SERGOZZONE s.m.

0.1 sergozzone, sergozzoni, sorgozzone.

0.2 Da gozzo.

0.3 Chiaro Davanzati, XIII sm. (fior.): 2.

0.4 In testi tosc.: Chiaro Davanzati, XIII sm. (fior.).

N Att. solo fior.

0.5 Locuz. e fras. andare a sergozzone 2.

0.6 N Doc. esaustiva.

0.7 1 Pugno dato all'altezza del gozzo. 2 Fig. Fras. Andare a sergozzone: andare in malora (come formula di imprecazione).

0.8 Irene Falini 27.02.2020.

1 Pugno dato all'altezza del gozzo.

[1] Boccaccio, Decameron, c. 1370, VIII, 2, pag. 513.12: Fo boto a Cristo che mi vien voglia di darti un gran sergozzone: va rendigliel tosto, che canciola te nasca!
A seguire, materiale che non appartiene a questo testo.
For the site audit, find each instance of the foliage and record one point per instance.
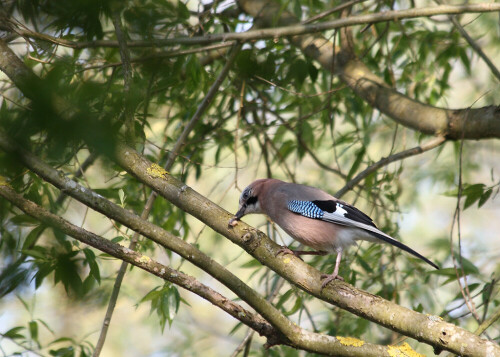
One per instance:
(277, 114)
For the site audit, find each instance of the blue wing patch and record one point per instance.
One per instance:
(306, 209)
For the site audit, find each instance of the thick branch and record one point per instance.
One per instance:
(289, 333)
(137, 259)
(466, 123)
(428, 329)
(181, 140)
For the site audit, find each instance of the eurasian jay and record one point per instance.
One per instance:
(314, 218)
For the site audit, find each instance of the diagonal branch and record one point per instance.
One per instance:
(425, 328)
(288, 332)
(475, 123)
(152, 197)
(287, 29)
(431, 144)
(137, 259)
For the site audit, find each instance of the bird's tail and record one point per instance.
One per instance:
(400, 245)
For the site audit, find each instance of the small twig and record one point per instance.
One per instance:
(487, 323)
(331, 11)
(473, 44)
(127, 76)
(236, 131)
(387, 160)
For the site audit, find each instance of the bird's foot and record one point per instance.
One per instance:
(328, 278)
(232, 222)
(286, 250)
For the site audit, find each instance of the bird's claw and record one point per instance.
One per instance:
(232, 222)
(286, 250)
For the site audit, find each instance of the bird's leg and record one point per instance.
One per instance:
(335, 274)
(298, 253)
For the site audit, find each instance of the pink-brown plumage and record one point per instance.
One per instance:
(313, 217)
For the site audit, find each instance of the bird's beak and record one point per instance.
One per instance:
(241, 212)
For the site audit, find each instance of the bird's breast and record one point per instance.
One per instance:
(315, 233)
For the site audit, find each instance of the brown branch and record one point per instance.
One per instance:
(478, 123)
(288, 332)
(431, 144)
(286, 30)
(187, 282)
(128, 103)
(152, 197)
(425, 328)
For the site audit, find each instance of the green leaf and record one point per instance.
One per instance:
(359, 159)
(33, 236)
(13, 333)
(33, 328)
(472, 194)
(484, 197)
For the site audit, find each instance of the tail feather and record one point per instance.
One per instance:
(402, 246)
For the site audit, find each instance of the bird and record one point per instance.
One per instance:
(314, 218)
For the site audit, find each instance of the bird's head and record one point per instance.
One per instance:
(249, 200)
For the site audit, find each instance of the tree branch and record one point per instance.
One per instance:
(152, 197)
(141, 261)
(288, 332)
(287, 29)
(431, 144)
(477, 123)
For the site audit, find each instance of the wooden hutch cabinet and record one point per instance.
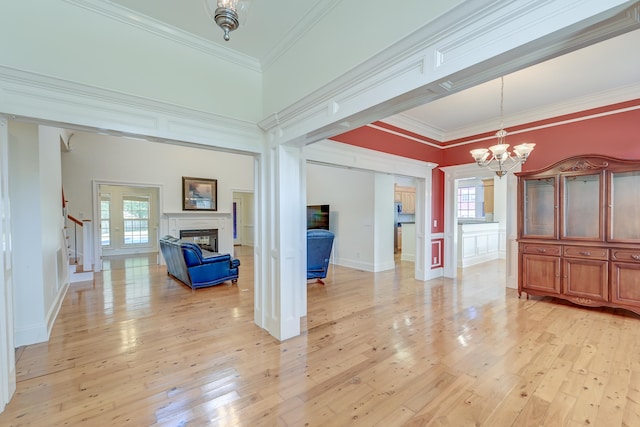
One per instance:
(579, 231)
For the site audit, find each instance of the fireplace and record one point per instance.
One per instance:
(207, 239)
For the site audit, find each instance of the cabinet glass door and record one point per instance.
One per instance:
(624, 197)
(582, 215)
(539, 210)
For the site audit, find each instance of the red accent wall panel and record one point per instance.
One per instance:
(616, 135)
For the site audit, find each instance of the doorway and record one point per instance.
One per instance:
(452, 250)
(127, 225)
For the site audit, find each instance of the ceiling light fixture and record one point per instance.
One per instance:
(497, 157)
(225, 13)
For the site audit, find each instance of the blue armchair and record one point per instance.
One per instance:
(319, 244)
(186, 263)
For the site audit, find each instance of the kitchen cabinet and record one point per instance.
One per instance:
(578, 232)
(406, 196)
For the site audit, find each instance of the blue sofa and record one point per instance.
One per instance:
(186, 263)
(319, 244)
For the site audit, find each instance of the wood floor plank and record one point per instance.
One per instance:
(135, 347)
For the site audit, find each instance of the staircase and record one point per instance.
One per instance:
(79, 237)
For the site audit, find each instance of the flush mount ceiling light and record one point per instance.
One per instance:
(226, 13)
(496, 158)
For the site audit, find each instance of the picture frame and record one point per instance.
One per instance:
(199, 194)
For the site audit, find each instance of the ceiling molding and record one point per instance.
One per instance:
(159, 28)
(44, 99)
(552, 117)
(404, 74)
(315, 15)
(410, 124)
(549, 111)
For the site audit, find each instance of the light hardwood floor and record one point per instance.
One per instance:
(137, 348)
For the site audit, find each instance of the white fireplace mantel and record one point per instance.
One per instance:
(187, 220)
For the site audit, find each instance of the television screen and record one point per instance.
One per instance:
(318, 216)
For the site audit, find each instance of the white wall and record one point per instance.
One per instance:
(7, 346)
(363, 229)
(37, 230)
(126, 160)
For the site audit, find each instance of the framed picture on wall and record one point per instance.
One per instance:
(199, 194)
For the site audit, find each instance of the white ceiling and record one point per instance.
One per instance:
(602, 74)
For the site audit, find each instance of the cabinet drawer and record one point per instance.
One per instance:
(531, 248)
(627, 255)
(586, 252)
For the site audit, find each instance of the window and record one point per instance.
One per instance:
(135, 214)
(467, 202)
(105, 220)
[2] Sacchetti, Rime, XIV sm. (fior.), 159.47, pag. 152: Il trugia in beretta / e sta in pettine di sette, / e mette il tempo a dar punzoni, / leffoni, / rugioloni, / sergozzoni.

2 Fig. Fras. Andare a sergozzone: andare in malora (come formula di imprecazione). || (Menichetti).

[1] Chiaro Davanzati, XIII sm. (fior.), son. 113.18, pag. 350: Rispondo a ritornello / ch' 'n su' logo ragione: / la sentenza no apello, / ma vad'a so[r]gozzone.